= Carolus Souliaert =

Dutch composer

Carolus Souliaert (died 1540?) (also known as: Swillaert, Swillart, Swilliart) was a Dutch composer active in the first half of the 16th century.

Very little is known about the life of this composer. A few chansons composed by Souliaert/ Swillaert to texts in Dutch were published by Tielman Susato in his collections of Dutch chansons.

In Het Ierste musyck Boexken, the first collection printed in 1551, there is one chanson by Carolus Swillart or Swilliart (different spellings in different part books): Myn liefkens bruyn ooghen. In the second collection Het twueeste musyck boexken (also printed in 1551), there are five chansons by Carolus Souliaert: Een costerken op syn, Het soude een knecktken, Ick ghinck gisteravent, Ick truere/ Druck en verdriet and Wilt doch met maten.

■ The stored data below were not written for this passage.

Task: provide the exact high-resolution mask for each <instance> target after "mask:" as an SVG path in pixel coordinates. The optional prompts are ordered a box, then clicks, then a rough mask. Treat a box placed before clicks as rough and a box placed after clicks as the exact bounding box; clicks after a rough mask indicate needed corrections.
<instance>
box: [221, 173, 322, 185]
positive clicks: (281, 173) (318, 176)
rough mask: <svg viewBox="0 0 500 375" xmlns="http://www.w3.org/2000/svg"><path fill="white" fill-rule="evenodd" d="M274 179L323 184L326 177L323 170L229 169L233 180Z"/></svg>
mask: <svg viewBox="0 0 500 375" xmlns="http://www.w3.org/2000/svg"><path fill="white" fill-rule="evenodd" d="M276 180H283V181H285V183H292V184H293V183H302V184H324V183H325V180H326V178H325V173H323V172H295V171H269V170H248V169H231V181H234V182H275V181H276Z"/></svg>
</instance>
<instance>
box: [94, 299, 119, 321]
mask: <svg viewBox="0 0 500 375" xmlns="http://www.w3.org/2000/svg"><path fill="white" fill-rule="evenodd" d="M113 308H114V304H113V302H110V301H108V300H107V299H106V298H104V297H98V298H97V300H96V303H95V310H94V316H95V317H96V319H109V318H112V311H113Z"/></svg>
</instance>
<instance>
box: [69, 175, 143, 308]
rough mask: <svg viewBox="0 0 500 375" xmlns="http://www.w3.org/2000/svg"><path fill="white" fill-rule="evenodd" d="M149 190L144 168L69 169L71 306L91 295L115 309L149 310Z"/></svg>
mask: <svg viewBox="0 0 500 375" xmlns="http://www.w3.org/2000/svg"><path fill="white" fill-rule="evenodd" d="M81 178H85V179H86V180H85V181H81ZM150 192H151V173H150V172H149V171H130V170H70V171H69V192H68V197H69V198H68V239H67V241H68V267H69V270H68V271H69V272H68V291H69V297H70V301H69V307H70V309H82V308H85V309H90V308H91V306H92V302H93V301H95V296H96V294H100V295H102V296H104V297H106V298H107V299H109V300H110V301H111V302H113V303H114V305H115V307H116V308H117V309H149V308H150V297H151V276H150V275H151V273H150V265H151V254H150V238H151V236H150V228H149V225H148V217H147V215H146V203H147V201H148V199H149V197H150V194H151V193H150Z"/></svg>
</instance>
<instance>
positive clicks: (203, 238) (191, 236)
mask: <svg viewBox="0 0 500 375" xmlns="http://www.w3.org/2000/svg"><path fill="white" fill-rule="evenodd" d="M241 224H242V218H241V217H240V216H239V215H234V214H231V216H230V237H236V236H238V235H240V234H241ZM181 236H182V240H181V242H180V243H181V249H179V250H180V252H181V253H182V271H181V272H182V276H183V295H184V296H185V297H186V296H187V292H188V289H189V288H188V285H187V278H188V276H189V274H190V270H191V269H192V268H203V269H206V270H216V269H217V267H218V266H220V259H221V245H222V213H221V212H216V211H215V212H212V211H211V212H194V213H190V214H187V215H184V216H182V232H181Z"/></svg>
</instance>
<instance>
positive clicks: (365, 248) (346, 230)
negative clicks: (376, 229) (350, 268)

Susato also published one motet by Souliaert in the collection Liber secundus ecclesiasticarum (published in 1553).

There are also a few sacral compositions by Souliaert preserved in manuscript.

==Sources==
- Eugeen Scheurs; introduction to the facsimile prints of Tielman Susato: Het Ierste Musyck Boexken (1987 Peer) and Het tvueetste musyck boexken (1987 Peer).